При больнице был клуб, но курсанты туда не ходили – кроме девушек, Женьки Каца и Борисова. Нам казалось кощунством потратить хоть час свободного времени на что-либо, кроме занятий. Мы занимались день и ночь. Сначала я пытался переписывать записи набело в беловую тетрадку – но на это не хватало ни времени, ни бумаги.

Лагерная больница была уже переполнена людьми с войны – русские эмигранты из Маньчжурии, пленные японцы, которым вместо хлеба выдавали рис – многие сотни людей, осужденных как шпионы военными трибуналами, – но все это еще не приобрело того размаха, который приобрели репрессии немного позже, к концу навигации 1946 года, когда пять тысяч заключенных, привезенных на пароходе «КИМ», в декабре были залиты водой из брандспойтов во время затянувшегося рейса. Работу по перевозке, ампутациям этих отмороженных мы вели уже полноправными фельдшерами и не в Магадане.

Каждый день нас мучили сомнения – не закроют ли курсы? Слухи, один страшнее другого, мешали мне спать. Но занятия понемногу шли, шли, и наконец настал день, когда крайние нытики и маловеры должны были перевести с облегчением дух. Прошло более трех месяцев, а курсы все работали. Начались новые сомнения – выдержим ли мы выпускной экзамен? Ведь курсы были учреждением вполне официальным, они давали право лечить. Правда, в 1953 году санитарный отдел Дальстроя разъяснял Калининскому горздраву, что окончившие эти курсы могут лечить только на Колыме, но столь странные границы медицинских знаний не были приняты во внимание на местах.

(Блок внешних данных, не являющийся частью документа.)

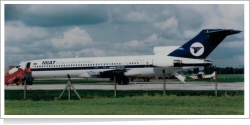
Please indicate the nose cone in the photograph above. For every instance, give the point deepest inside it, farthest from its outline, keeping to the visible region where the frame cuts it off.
(234, 32)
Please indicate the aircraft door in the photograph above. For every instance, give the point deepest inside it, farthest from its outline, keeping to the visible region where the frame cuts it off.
(147, 64)
(28, 65)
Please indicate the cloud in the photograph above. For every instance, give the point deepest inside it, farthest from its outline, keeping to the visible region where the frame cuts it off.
(56, 15)
(72, 39)
(61, 31)
(16, 31)
(171, 23)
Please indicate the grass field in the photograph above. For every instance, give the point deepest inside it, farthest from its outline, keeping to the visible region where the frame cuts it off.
(221, 78)
(136, 105)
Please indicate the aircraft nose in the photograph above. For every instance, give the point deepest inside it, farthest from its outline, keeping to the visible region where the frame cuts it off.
(234, 32)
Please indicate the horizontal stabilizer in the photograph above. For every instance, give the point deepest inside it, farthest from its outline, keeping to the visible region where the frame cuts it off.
(180, 77)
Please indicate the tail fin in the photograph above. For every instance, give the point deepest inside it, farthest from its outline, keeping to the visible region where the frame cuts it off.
(203, 44)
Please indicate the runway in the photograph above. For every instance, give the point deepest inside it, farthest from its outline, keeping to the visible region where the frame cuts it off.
(153, 85)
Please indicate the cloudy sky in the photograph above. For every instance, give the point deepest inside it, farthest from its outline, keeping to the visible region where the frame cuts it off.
(38, 31)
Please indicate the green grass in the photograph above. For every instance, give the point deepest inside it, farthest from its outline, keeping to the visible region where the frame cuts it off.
(137, 105)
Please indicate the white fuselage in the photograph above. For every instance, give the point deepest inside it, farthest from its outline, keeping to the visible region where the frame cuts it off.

Большим огорчением было то, что программа была сокращена и давала права медсестры или медбрата. Но и это было дело второстепенное. Хуже было то, что на руки не давали никаких документов. «Справки будут вложены в ваши личные дела», – объясняла Ильина. Оказалось, что в личных делах никаких следов нашего медицинского образования нет. После освобождения кое-кому из нас пришлось собирать свидетельства, заверенные преподавателями курсов.

После трех месяцев занятий время стало двигаться очень, очень быстро. Приближающийся день экзаменов не радовал – экзамен подводил итог нашей замечательной жизни на двадцать третьем километре. Мы, видавшие Колыму, мы, ветераны тридцать седьмого года, – знали, что лучшей жизни не будет. И потому тревожились и грустили, впрочем, умеренно, ибо Колыма научила нас не рассчитывать долее чем на день вперед.